Massive thing visible on Google Earth is for watching videos and stuff, promises Beijing.
...made me laugh this morning. A
bit uncomfortably...
Sometimes you know where you want to go and how to get there, but the city obviously wants to show you something off your route. This happened to me twice yesterday in Amsterdam - the first time it lead me to a chain of Australian-style, infographic-happy
coffee shops. The
second time...
I haven't walked through Amsterdam's red light district in some years. This time I marveled at (a) how small it is, actually (there can't be more than a couple of hundred women working there, just a couple of streets of windows) and (b) how deeply, deeply unsexy it all is - the women, the pimps, the sex shops, the crowds of tourists, the smell on the street. One effect I hadn't noticed before - it seems to kill sexy advertising stone dead. In Paris or, especially, New York, billboards are all flowing hair and peek-a-boo photography and a hint of thigh. I didn't see any of that in Amsterdam. I'm not sure why (it's possible that political movements are
afoot which pass right over the head of a casual visitor like me). But also unlike Paris there are no sexy sexy lingerie shops with just a hint of decadence in the window displays. There are bondage and fetishwear shops, with carelessly thrown together window displays and a smattering of phallic windmill souvenirs or stoner-slogan t-shirts on the side. I guess it's not easy to sell frisson next to that.

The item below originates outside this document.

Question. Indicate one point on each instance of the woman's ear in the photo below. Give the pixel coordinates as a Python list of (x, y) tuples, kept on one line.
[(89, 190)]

I have stuff to say about the newly reopened
maritime museum, but I should save it for when I'm not hitting them up for research funding. I can't speak to what it was before its recent 6-year renovation, but what it is now is trying so hard not to be boring that I think it's left the museum bit behind. I came out of there thinking damn, the American Museum of Natural History does a good job, integrating interactive stuff and video with the collection and respecting all of it equally - bits of the scheepvaartmuseum had me wondering what the
point was. That said, the video exhibit showing the journey of a shipping container was awesome - both rollercoastery and educational, and I foolishly didn't leave myself enough time to see
Voyage at Sea, but it looks like it would appeal to me and the kids equally. The paintings demand a day of their own. And more generous gallery space.
The
virtual Etruscan Tomb experience reassured me that, nearly 10 years later, I'm still effectively cutting-edge, as far as museum exhibits go.
Here,
have an icon.
And,
Amsterdam in 1727. Really, the centre's hardly changed. Suburbs have sprawled, natch, but most European cities were pretty much overwritten in the 19th & 20th centuries. What's gone here is the inner harbour and the VOC buildings (bottom left).
Where I didn't expect to end up today: Marianne and the
Lords of the East (pulpsploitation edition)
Finally, an idle thought: is anyone using
these sorts of questionnaires for dodgy social sciences work, or is it all just being used for marketing? (the dodgiest of all the social sciences, and directly applied, without the need for ethics boards...) The stats questions definitely measure self-esteem, then there's a bunch of social education questions (some of which betray the social education of the questioner)... makes me wonder if the data are being collected anywhere.
I think it would've decided I was a halfling, but then it asked me about my height. I'll let you know if I suddenly start receiving lots of Prozac spam.